Mpsey wrote:I use a standard bitboard representation for the time being and am getting a 24% increase in performance over my non-bitboard chess engine for generation of pseudo-legal moves on my x64 machine.
I am very unhappy with this result as I expected a much larger improvement in performance.
You're unhappy with a 24% speedup?!
Maybe it's just me, but I would normally expect much smaller improvements from anything I do...
I am asking if there are any benchmarks for typical performance gains with each board representation.
Performance gain over what? You can ask for raw perft results for different engines, which may tell you something - or not, because it depends a lot on implementation details and in the end doesn't say very much about how the thing will perform in real games.
What is a "standard bitboard representation", by the way?
I would like to mention that for generating raw move bitboards (move-target bitboards) my program
is impressively fast (In my opinion

), but there seems to be a bottleneck on move serialization.

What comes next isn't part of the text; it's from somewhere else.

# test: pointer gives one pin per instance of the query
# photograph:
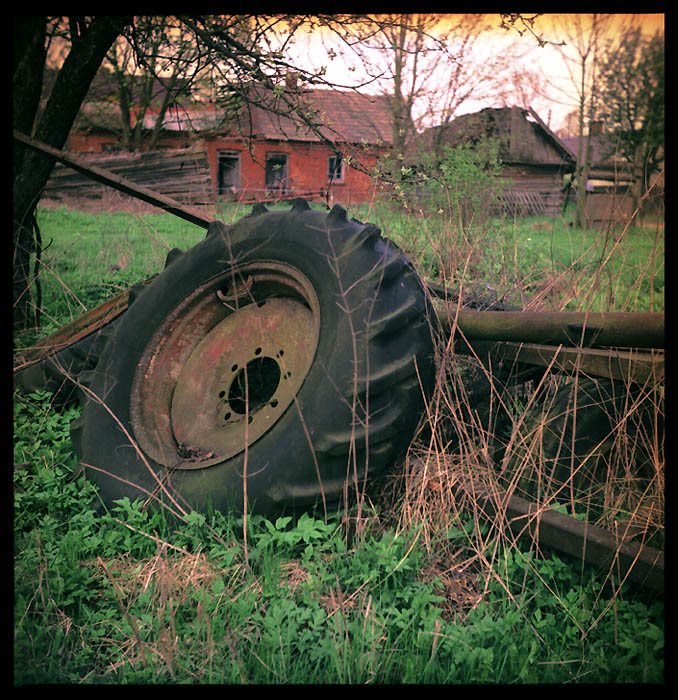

Of course generating the move bitboards is fast; it's typically just one or two table lookups per piece, which depending on efficiency and test setup will already be in the cache.
How slow serialisation is depends a lot on how and when you do it. Do you use a hardware bitscan? If not, what alternatives have you tried? Can you defer the serialisation (I think there are ways to do that, but the code may become too ugly to deal with and actually perform worse)? Do you only generate legal evasions when in check?